A-III, B-IV, C-II, D-I

Explanation:

The correct answer is option 2- A-III, B-IV, C-II, D-I.

LIST I LIST II
A) Financing decision III) Quantum of finance to be raised
B) Dividend Decision IV) Portion of profit which is distributed to shareholders
C) Working capital decision II) Level of inventory
D) Capital budgeting decision I) Replace an existing machinery with new one

 

Financing decision: This decision is about the quantum of finance to be raised from various long-term sources. It involves identification of various available sources. The main sources of funds for a firm are shareholders’ funds and borrowed funds. The shareholders’ funds refer to the equity capital and the retained earnings. Borrowed funds refer to the finance raised through debentures or other forms of debt. A firm has to decide the proportion of funds to be raised from either sources, based on their basic characteristics.

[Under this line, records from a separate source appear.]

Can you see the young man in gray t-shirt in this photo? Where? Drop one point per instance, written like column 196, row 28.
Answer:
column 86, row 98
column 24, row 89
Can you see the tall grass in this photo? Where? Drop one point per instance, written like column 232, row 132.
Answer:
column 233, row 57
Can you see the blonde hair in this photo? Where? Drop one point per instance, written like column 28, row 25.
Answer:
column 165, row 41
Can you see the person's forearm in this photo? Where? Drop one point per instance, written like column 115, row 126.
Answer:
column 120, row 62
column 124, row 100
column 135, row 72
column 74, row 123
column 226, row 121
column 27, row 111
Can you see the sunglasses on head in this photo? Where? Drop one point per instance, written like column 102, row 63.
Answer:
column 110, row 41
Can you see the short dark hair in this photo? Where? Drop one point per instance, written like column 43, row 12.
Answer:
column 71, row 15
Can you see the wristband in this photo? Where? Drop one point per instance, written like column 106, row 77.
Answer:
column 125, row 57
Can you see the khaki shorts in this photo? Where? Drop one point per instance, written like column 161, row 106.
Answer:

Dividend Decision- The important decision that every financial manager has to take relates to the distribution of dividend. Dividend is that portion of profit which is distributed to shareholders. The decision involved here is how much of the profit earned by company (after paying tax) is to be distributed to the shareholders and how much of it should be retained in the business.

Working capital decision- Short-term investment decisions (also called working capital decisions) are concerned with the decisions about the levels of cash, inventory and receivables. These decisions affect the day-to-day working of a business. These affect the liquidity as well as profitability of a business. Efficient cash management, inventory management and receivables management are essential ingredients of sound working capital management.

Capital budgeting decision: A long-term investment decision is also called a Capital Budgeting decision. It involves committing the finance on a long term basis. For example, making investment in a new machine to replace an existing one or acquiring a new fixed asset or opening a new branch, etc. These decisions are very crucial for any business since they affect its earning capacity in the long run. The size of assets, profitability and competitiveness are all affected by capital budgeting decisions. Moreover, these decisions normally involve huge amounts of investment and are irreversible except at a huge cost. Therefore, once made, it is often almost impossible for a business to wriggle out of such decisions. Therefore, they need to be taken with utmost care.